The Defense Information Systems Agency has kicked off the recompete process for a contract to monitor traffic on secure and unclassified networks.

And a question DISA is asking in a new sources sought notice might pose a challenge to the incumbent contractor.

Known as "Acropolis," the contract has been held by Northrop Grumman since the system of network sensors was put into place in 2009. Northrop won the current version of Acropolis in 2015. That four-year contract has a ceiling value of $73.6 million, according to the company.

But in this Aug. 15 request for information, DISA asks whether any HUBzone small businesses can provide the required products and services. If at least two qualify under the RFI, Northrop will likely lose its shot at continuing as the prime contractor.

Acropolis 3.0, as it is being called, will be competed under one of several large IDIQ contracts although the exact one remains undecided. The current version was competed under the Encore II vehicle.

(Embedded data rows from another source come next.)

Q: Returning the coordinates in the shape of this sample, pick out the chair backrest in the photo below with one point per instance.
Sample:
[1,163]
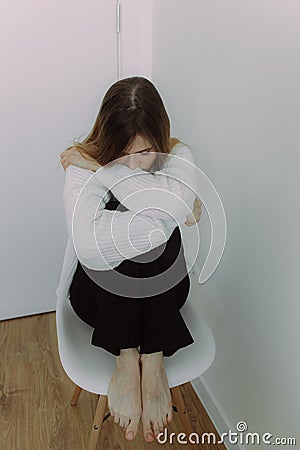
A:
[92,367]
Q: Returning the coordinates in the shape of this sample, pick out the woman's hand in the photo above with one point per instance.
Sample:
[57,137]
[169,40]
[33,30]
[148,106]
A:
[194,217]
[74,157]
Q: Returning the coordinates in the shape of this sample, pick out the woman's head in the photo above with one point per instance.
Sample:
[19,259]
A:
[131,112]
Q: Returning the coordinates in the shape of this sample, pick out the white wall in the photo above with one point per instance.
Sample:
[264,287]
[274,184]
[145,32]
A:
[229,75]
[54,73]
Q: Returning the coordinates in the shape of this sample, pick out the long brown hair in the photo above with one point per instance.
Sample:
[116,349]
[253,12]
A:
[131,106]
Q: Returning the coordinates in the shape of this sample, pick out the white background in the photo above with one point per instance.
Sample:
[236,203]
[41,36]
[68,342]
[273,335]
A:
[229,72]
[229,75]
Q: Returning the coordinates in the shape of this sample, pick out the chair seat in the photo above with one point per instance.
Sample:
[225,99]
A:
[91,367]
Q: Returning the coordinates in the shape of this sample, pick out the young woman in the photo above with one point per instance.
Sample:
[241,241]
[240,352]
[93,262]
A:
[132,130]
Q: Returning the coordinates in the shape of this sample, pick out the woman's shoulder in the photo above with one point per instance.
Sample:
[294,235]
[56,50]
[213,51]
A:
[181,149]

Acropolis was developed for Defense Cyber Operations analysts at the Cybersecurity Infrastructure Branch, out of which the analysts monitor and protect the Defense Information Network.

“Work performed on this contract is intended to support a broad range of high-quality technical, engineering, operational, sustainment and management functions and requires day-to-day 24x7x365 operations and maintenance labor on all hardware, processes, data, applications, databases, networks, sensors, sensor feeds, analytical tools and capabilities included within the Acropolis program’s mission space,” DISA writes in the RFI.

Acropolis was created by DISA and the National Security Agency to protect the Global Information Grid. Acropolis provides users a global view of traffic on NIPRNet for unclassified data and SIPRNet for classified data.

The system collects terabytes of data each day from alerts, logs and other sources via sensors and systems located throughout the network. The data feeds into cloud-based tools that the cyber analysts use.

There are several required capabilities. These include:

  • Develop a new architecture for Acropolis that can blend current DOD-owned and operate infrastructure with cloud-based Infrastructure as a Service.
  • Develop a tactical edge solution using open source software that will let the warfighter leverage Acropolis capabilities, even in areas with limited or no connectivity to DODIN.
  • Facilitate transition to a hybrid cloud architecture.
  • Introduce machine learning and artificial intelligence capabilities.
  • Expand use of commercial technologies.

Obviously, any bidder must meet security clearance of requirements through the Top Secret level.

For the contract to be converted to a HUBzone or other small business set aside, the so-called "Rule of Two" applies. At least two HUBzone businesses must submit information in response to the RFI that shows they are capable of doing the work.

If two companies are found to be capable, then the competition will be a small business set-aside.

Northrop would likely join a small business bidder as a major teammate. But we’ll have to wait and see if that happens. The RFI does describe a pretty high bar for a HUBzone to clear.

Responses to the RFI are due Aug. 29.